Marywood's South American Service Program (Scranton, PA)
University of Scranton students are eligible to participate in Marywood University's two-week service program during May or January working and living with the poor. The mission of the program responds to the message of the gospels to aid the poor, homeless and lonely. Student's travel to South America and participate in the following: aiding educational medical programs, building homes, and sharing faith with daily liturgy and prayer. The participants will live with and experience the Hispanic culture and people; hopefully gaining a richer understanding of their culture, faith, lives and hearts.
Mission Support (Tacoma, WA)
For many years St.
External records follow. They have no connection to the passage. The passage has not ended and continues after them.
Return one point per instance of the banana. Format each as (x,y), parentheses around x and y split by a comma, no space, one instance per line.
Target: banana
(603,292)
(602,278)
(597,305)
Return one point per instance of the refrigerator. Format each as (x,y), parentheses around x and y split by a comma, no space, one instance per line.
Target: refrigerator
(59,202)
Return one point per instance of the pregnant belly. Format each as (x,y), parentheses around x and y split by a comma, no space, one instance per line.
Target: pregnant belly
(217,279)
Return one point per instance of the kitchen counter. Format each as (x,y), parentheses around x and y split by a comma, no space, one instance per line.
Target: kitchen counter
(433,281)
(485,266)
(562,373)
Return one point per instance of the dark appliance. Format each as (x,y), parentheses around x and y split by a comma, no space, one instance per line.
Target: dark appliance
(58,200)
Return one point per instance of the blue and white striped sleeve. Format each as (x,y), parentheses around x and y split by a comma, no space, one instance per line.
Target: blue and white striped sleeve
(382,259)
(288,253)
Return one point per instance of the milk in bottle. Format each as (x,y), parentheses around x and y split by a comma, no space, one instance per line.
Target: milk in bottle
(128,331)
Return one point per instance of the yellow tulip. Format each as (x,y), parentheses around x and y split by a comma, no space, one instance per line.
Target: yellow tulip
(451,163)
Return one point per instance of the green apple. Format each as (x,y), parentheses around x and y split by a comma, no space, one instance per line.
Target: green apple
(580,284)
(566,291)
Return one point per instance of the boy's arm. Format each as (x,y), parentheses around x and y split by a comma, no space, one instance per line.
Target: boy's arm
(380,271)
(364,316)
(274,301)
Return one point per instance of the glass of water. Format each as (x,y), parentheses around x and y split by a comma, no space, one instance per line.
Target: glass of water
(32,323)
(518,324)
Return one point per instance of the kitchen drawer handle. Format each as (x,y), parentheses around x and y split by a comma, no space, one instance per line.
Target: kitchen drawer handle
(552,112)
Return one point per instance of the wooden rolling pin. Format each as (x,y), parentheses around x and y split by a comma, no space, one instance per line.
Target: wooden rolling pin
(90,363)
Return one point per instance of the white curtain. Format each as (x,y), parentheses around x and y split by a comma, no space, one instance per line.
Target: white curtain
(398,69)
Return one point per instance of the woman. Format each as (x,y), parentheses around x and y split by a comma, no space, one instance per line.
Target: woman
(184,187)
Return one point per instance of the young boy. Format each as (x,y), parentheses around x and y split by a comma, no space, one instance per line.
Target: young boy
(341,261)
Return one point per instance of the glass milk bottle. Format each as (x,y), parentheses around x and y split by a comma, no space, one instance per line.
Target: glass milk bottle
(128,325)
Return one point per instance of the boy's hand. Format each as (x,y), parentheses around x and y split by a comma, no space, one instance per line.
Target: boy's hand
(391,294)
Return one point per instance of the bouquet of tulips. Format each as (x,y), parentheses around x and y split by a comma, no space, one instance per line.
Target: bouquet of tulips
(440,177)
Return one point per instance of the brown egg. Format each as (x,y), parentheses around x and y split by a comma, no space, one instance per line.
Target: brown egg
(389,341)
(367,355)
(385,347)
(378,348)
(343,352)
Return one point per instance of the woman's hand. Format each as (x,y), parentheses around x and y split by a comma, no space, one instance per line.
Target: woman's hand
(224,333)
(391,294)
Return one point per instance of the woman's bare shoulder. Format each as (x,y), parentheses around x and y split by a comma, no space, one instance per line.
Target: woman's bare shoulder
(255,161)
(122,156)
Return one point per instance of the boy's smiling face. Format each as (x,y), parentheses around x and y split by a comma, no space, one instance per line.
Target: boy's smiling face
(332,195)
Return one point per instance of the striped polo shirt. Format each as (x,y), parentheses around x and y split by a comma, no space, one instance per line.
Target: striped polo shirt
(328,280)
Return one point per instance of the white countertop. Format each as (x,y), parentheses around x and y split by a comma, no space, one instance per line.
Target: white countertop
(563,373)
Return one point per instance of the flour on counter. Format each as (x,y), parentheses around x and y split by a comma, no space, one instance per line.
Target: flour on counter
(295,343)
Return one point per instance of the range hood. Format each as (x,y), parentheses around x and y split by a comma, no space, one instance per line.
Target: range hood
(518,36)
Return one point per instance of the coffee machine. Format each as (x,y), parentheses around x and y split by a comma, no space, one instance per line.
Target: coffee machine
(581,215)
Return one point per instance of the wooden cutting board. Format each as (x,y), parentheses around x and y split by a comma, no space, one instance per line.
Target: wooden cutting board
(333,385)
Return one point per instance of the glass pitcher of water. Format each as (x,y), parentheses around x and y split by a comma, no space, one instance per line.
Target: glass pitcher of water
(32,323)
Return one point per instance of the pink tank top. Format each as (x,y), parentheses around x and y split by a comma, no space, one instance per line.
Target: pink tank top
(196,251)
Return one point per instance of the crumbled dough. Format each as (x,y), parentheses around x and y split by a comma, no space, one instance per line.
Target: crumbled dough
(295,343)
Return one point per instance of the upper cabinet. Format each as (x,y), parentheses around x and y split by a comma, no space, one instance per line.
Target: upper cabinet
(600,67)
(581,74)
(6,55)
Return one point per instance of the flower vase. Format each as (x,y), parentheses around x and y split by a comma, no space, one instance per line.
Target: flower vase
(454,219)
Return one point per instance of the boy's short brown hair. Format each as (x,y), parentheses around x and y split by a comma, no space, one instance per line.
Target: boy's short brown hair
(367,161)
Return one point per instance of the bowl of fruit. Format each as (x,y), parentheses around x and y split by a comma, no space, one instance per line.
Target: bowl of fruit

Rita of Cascia Catholic Church has been supporting and communicating with the missions of Kasisi in Africa, St. Catherine's in Alaska, and the Swinomish Spirituality Center in LaConner, Wa.
Not simply an exchange of letters, this helps the community realize the values associated with being a Jesuit parish, such as a real concern for the well being of others and a spirituality that moves St. Rita's forward.
Office for International Programs, Grahamstown, South Africa (Chestnut Hill, MA)
Rhodes University: Semester or full-year program in Grahamstown for students across the disciplines. Excellent opportunities for service learning. Grahamstown offers excellent supervised community service opportunities. Under the dedicated leadership of BC’s on-site coordinator, Prof. Geoffrey Antrobus, students participate in customized service placements in local hospitals, shelters, day care centers, schools, soup kitchens, senior centers, and AIDS education projects.
Office for International Programs, Kuwait (Chestnut Hill, MA)
This course addresses the comparative and international politics of the Gulf States, with emphasis on Kuwait and Saudi Arabia. It analyzes state formation, state-society relations, democratization, the rise of Islamism and regime stability, foreign policies, regional politics, and the politics of OPEC and international oil markets. It also assesses the effects of oil on domestic politics and foreign policy, including the trade-offs of wealth for regional power and political continuity. Finally, it highlights pressures for political liberalization and growth in civil society. Students will visit sites of political, religious, and historical significance throughout Kuwait and the Gulf, attend presentations at the National Assembly and Ministry of Foreign Affairs, and take part in joint sessions with English-speaking Kuwaiti students of the same age.
Office for International Programs, Morocco (Chestnut Hill, MA)
Semester or full-year program in Ifrane at a small, prestigious institution with an English-language curriculum. Courses in business, management, the humanities, including Islamic Studies, Arabic language, and across the disciplines. Opportunities for service and volunteer work. Multilingual environment.